West Africa – The level of talent in this region through personal experience is absolutely terrifying. As a coach, working with players who have the technical ability to deliver on tactical process and strategy is a dream. 

Oceania – can I bring my surfboard and football boots?

China – Incredible place. I would recommend It to anybody.

My own personal Current (dream) target;

SE Asia – My personal happy place away from the pitch, which can also provide the next level of the game from a professional perspective.

Ultimately, I know that football rarely works in this way. Opportunities need to be taken at the right time. I’ve always tried to live by the idea that most regrets come from saying no. If I say yes, and it doesn’t work out… what is the worst that can happen?

 I am currently very happy in my role, I have a huge project where I believe in the target and trust in the how and the why. I work daily with an excellent group of players who have committed to a long-term process, and I also have the benefit of an exciting group of teenagers who we can coach towards competing at the level which we want. An ideal scenario. Equally as important, I have a very talented and determined team of people above me at board level, all pulling in the same direction, and we’re confident we will be able to compete at the top of this league and in European competition in the next 2.5 years.

I am, however, hopeful this is not the last station on the line! There are plenty of other pitches to explore out there! Besides, this is football, and you have no idea what the afternoon will bring let alone tomorrow!

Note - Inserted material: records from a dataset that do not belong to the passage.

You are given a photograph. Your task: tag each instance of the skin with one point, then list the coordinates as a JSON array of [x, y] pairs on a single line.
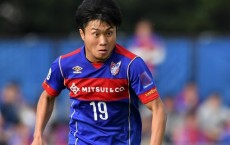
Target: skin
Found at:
[[99, 39], [159, 118]]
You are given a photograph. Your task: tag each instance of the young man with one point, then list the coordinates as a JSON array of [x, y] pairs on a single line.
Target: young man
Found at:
[[105, 82]]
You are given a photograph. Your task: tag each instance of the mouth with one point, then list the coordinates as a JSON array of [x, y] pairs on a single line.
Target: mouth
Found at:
[[103, 51]]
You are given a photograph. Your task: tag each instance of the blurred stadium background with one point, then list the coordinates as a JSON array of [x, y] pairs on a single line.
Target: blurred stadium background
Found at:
[[193, 78]]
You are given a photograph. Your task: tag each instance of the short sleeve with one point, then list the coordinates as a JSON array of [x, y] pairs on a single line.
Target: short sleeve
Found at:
[[141, 81], [54, 82]]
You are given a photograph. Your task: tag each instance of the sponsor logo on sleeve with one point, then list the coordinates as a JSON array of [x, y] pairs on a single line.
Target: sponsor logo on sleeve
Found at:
[[77, 69], [146, 80]]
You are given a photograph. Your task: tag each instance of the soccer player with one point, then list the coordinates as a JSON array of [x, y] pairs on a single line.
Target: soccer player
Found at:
[[105, 83]]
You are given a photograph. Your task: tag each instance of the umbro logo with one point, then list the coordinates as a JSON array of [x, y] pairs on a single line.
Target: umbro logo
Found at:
[[77, 69]]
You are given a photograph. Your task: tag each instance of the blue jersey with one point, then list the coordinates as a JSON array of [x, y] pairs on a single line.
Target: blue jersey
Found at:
[[104, 96]]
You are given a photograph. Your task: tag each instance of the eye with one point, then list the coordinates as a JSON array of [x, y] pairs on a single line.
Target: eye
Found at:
[[95, 34], [109, 33]]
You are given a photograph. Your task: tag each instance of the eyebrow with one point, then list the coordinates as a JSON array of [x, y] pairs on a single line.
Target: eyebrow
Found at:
[[111, 27]]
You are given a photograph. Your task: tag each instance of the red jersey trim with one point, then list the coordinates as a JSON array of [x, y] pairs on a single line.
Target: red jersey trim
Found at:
[[50, 90], [71, 53], [121, 50], [149, 95]]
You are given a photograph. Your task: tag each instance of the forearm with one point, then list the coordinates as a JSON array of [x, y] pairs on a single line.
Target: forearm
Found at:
[[44, 111], [159, 118]]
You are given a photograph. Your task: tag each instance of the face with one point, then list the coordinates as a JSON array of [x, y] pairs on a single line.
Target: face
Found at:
[[99, 39]]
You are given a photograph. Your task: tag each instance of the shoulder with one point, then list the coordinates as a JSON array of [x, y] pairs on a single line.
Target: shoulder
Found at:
[[124, 52], [73, 53]]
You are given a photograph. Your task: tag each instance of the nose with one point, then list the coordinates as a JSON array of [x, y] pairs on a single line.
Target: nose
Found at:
[[103, 40]]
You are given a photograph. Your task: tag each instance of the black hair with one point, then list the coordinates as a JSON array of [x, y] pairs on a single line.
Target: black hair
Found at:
[[104, 10]]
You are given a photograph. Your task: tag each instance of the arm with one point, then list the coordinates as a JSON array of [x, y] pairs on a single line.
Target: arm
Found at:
[[158, 121], [44, 111]]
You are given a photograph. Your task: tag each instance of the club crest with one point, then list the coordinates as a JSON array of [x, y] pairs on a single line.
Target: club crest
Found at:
[[115, 67]]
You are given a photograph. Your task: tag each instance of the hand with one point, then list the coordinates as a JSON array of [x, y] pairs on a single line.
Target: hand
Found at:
[[38, 141]]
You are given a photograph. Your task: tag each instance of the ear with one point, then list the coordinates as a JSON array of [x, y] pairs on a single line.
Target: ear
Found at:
[[82, 34]]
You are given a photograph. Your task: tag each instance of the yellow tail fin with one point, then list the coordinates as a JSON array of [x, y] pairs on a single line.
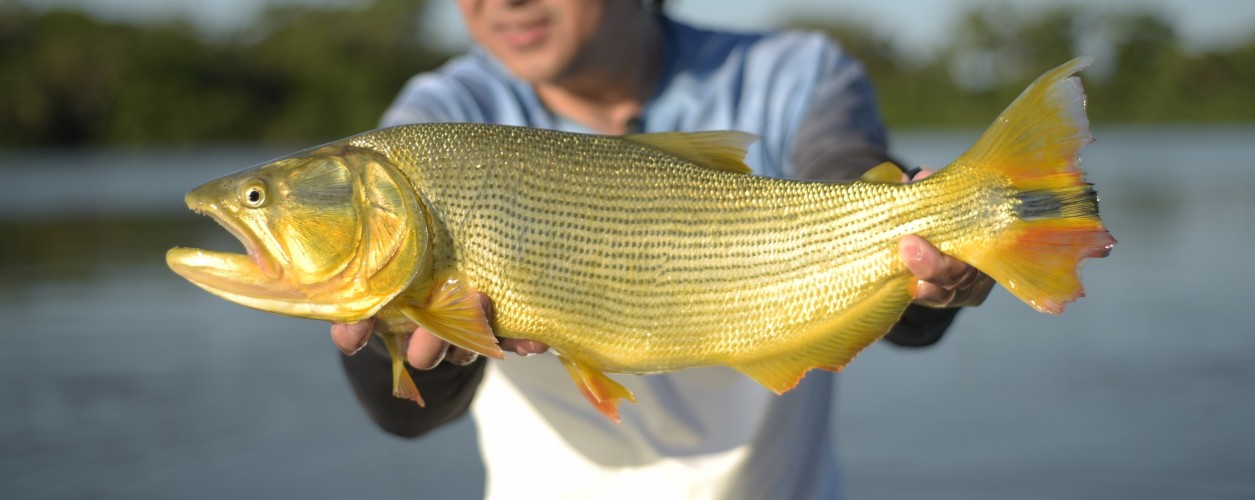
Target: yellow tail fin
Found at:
[[1036, 145]]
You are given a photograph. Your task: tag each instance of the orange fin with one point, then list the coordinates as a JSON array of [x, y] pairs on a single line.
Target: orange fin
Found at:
[[718, 150], [454, 314], [403, 386], [1036, 145], [886, 172], [833, 342], [601, 391]]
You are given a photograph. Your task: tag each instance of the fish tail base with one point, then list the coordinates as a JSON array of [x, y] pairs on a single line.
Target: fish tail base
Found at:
[[1034, 145]]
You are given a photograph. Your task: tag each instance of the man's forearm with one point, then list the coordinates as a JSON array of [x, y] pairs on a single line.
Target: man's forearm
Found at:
[[447, 391]]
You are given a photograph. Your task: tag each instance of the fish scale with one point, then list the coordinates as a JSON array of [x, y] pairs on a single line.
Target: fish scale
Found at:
[[605, 277]]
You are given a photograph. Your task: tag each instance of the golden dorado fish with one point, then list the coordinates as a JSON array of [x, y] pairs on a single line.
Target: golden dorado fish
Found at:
[[646, 253]]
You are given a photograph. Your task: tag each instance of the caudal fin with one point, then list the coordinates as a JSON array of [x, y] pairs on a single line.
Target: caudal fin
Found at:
[[1036, 145]]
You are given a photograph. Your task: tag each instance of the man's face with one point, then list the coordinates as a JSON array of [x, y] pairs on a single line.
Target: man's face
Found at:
[[542, 40]]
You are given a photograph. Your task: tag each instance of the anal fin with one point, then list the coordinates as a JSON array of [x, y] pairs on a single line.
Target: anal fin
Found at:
[[601, 391], [403, 385], [835, 342], [454, 314]]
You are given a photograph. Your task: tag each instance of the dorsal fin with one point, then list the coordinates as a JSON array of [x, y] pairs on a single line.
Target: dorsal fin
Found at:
[[718, 150], [886, 172]]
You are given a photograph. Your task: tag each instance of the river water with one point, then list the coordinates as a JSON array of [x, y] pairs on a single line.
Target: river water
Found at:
[[119, 380]]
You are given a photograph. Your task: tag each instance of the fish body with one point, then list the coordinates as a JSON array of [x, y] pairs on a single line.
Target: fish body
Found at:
[[649, 253]]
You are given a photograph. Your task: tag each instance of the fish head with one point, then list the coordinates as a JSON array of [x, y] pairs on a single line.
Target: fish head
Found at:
[[331, 233]]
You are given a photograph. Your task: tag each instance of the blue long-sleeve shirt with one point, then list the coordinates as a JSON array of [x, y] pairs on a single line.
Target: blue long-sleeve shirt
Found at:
[[705, 432]]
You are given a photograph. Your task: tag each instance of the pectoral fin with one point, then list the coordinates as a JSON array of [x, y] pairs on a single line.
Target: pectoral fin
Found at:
[[603, 392], [454, 314]]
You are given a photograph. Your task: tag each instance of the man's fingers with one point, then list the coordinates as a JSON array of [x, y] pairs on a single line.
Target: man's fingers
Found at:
[[522, 347], [461, 357], [929, 264], [352, 337], [943, 280]]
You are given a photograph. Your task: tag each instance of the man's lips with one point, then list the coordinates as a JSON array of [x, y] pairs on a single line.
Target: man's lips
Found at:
[[522, 34]]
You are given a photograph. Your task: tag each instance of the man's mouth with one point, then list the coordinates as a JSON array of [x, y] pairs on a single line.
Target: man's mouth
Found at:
[[522, 34]]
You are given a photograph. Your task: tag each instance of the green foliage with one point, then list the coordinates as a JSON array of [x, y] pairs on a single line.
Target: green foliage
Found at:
[[303, 74], [300, 74], [997, 50]]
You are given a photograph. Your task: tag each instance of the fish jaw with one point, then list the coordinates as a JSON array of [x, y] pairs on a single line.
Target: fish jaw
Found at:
[[256, 278]]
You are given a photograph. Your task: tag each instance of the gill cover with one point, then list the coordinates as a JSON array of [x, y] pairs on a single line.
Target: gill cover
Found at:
[[331, 234]]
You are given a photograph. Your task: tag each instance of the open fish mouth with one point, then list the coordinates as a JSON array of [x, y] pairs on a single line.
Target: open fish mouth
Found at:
[[246, 278]]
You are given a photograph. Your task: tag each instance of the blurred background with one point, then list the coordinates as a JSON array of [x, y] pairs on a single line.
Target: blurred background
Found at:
[[119, 380]]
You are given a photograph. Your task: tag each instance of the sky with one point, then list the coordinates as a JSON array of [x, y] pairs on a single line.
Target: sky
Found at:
[[913, 25]]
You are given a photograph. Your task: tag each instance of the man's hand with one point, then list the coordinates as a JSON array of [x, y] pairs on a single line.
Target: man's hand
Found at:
[[941, 280], [426, 351]]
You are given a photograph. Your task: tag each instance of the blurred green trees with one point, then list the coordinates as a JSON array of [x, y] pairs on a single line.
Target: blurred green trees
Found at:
[[1142, 74], [305, 74], [299, 74]]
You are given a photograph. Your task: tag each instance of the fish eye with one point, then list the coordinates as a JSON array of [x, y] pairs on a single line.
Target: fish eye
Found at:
[[255, 195]]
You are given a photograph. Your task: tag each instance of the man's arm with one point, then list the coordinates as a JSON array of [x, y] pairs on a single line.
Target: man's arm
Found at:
[[446, 376]]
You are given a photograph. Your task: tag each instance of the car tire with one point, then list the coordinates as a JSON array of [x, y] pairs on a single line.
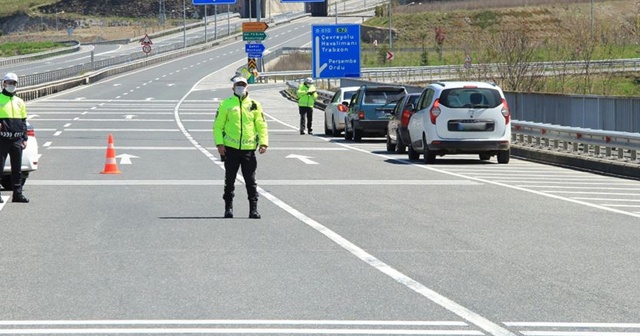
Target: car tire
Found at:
[[401, 148], [413, 155], [503, 156], [334, 129], [6, 181], [327, 131], [391, 147], [357, 135], [347, 133]]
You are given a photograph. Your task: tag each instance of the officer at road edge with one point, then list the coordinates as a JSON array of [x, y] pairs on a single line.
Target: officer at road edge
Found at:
[[239, 129], [13, 133], [307, 95]]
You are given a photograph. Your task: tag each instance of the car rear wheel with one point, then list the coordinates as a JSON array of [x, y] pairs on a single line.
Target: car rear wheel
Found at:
[[401, 148], [347, 133], [391, 147], [327, 131], [6, 181], [357, 135], [429, 157], [503, 156], [413, 155], [334, 129]]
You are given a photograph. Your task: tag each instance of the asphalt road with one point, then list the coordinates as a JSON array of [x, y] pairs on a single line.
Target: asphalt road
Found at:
[[352, 240]]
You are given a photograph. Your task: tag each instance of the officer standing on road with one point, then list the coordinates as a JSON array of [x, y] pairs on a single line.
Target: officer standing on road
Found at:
[[13, 133], [240, 129], [307, 95]]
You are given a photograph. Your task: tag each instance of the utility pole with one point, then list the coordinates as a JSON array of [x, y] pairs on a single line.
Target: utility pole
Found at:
[[184, 23]]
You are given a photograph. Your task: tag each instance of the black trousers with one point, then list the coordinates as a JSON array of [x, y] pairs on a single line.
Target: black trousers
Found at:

PREFERRED STYLE TO COACHING

Honestly – not really. I would describe my style as ‘pragmatic’. Everything based on ‘HOW’ and ‘WHY’.

I think my players will tell you that sometimes Sergeant Major Jamie turns up, they get told what to do, how to do it, when to do it ..but always most importantly why they are doing it. Then other days, relaxed happy go lucky Jamie turns up and we have a laugh and a mess around. The pragmatism comes from the ‘why’. There is a purpose behind the way I do things. I know what I am trying to achieve with each variation on communication style, tone, pitch, character, persona, style, intervention strategy etc.

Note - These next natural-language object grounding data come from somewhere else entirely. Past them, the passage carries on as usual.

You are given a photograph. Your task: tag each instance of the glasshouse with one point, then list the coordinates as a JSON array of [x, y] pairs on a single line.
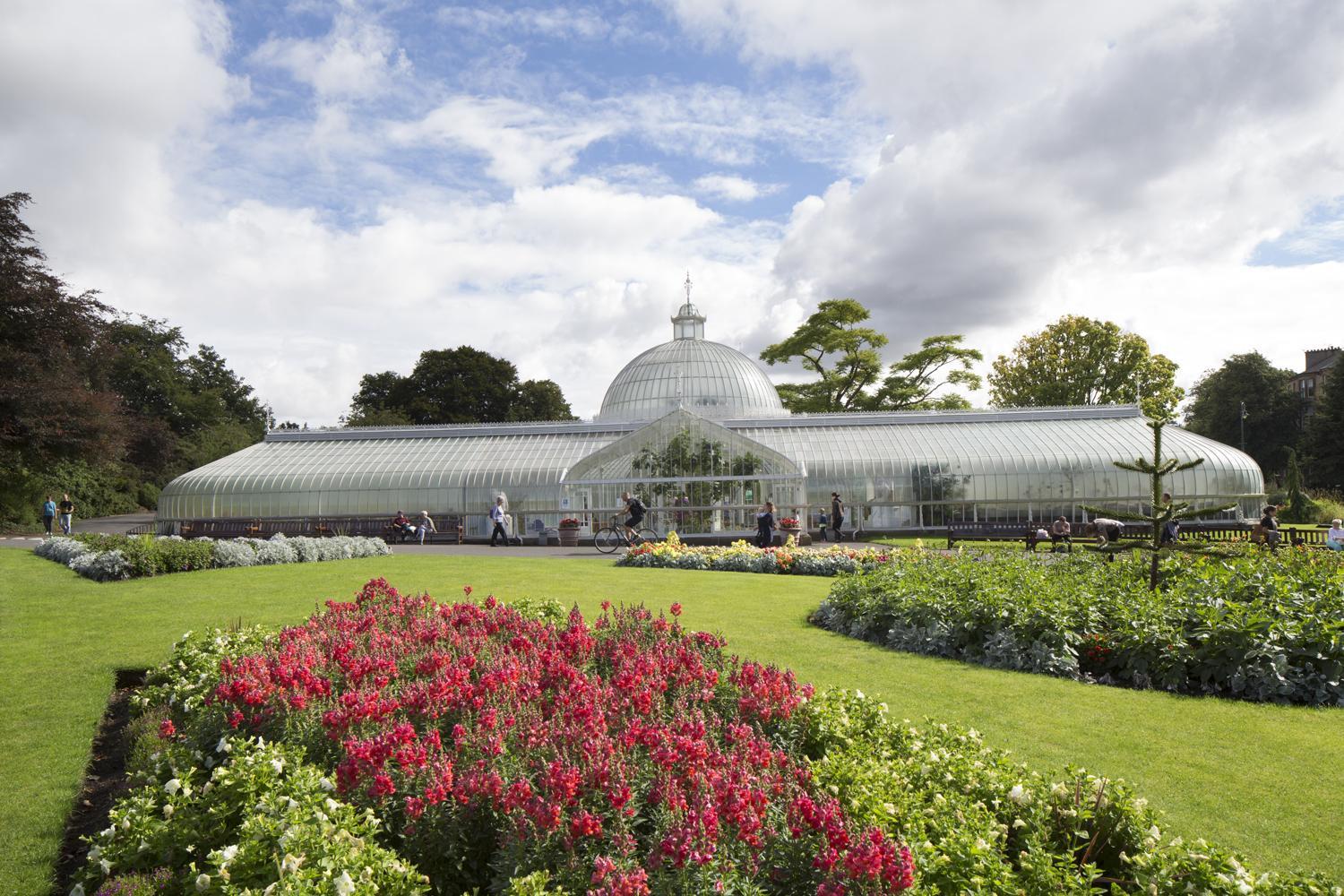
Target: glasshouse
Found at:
[[696, 430]]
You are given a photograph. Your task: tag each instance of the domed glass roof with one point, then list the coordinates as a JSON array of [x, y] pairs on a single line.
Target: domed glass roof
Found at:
[[704, 378]]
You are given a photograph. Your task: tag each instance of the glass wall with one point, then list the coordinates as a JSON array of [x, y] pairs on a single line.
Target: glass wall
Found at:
[[894, 471]]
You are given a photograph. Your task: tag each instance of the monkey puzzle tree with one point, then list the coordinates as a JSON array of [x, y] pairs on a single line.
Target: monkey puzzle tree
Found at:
[[1163, 512]]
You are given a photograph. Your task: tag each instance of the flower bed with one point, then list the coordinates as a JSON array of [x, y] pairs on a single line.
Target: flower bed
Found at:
[[628, 756], [117, 556], [413, 745], [1252, 625], [739, 556]]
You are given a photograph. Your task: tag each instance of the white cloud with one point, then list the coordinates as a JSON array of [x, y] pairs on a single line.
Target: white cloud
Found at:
[[358, 58], [731, 188]]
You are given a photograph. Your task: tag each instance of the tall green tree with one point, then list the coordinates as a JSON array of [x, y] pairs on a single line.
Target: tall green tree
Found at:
[[456, 386], [1273, 409], [847, 360], [833, 346], [96, 403], [1080, 360], [1324, 441], [913, 383]]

One thing that I do commit to is understanding that the players are people. They’re not computers who can receive an input of information and regurgitate and act on it. It has to be accessible, interpreted and then utilised in their own role. Before that process can even begin, they have to buy in to you as a person and a coach. Which goes back to understanding them as people, as human beings, and ensuring this underpins everything that I do.

What is your next step? What is your long-term aim?

My next step is always the next training session or game. I am fully committed to delivering on my job and in my job. I believe in the power of a process and in the coaching process. Coach impact should go up over a 24 month period with increased understanding and cohesion around culture and concept.

Medium-term my aim is to stay in the game as a head coach. Developmentally, I would love the opportunity to work as an assistant or first team coach at the next level at some point when I feel I have achieved what I have set out to do here. I am a huge advocate of the riddle “How can you ever fully understand, If You do not even fully understand what you do not fully understand”. Took me a long time to work out what that means for us in coaches, and in life I suppose! The opportunity to work for somebody else will definitely help me towards understanding more about myself, and my process as a head coach. I also think my personal superpowers lie in coaching on the grass and working with people. Two highly prized skills in the assistant role.

Long-term – To work at the highest levels of the game, as a head coach, in a wide variety of environments around the world in different cultures and with different people.

ANY TIPS FOR COACHES REGARDS TO COACHING

Always Keep your head high enough above the water to be able to see that this is still just a game, being played by people. You’re not effective when you lose sight of that.

Tips for coaching abroad specifically – When you first arrive somewhere new, Open your ears before you open your mouth. It might surprise your eyes.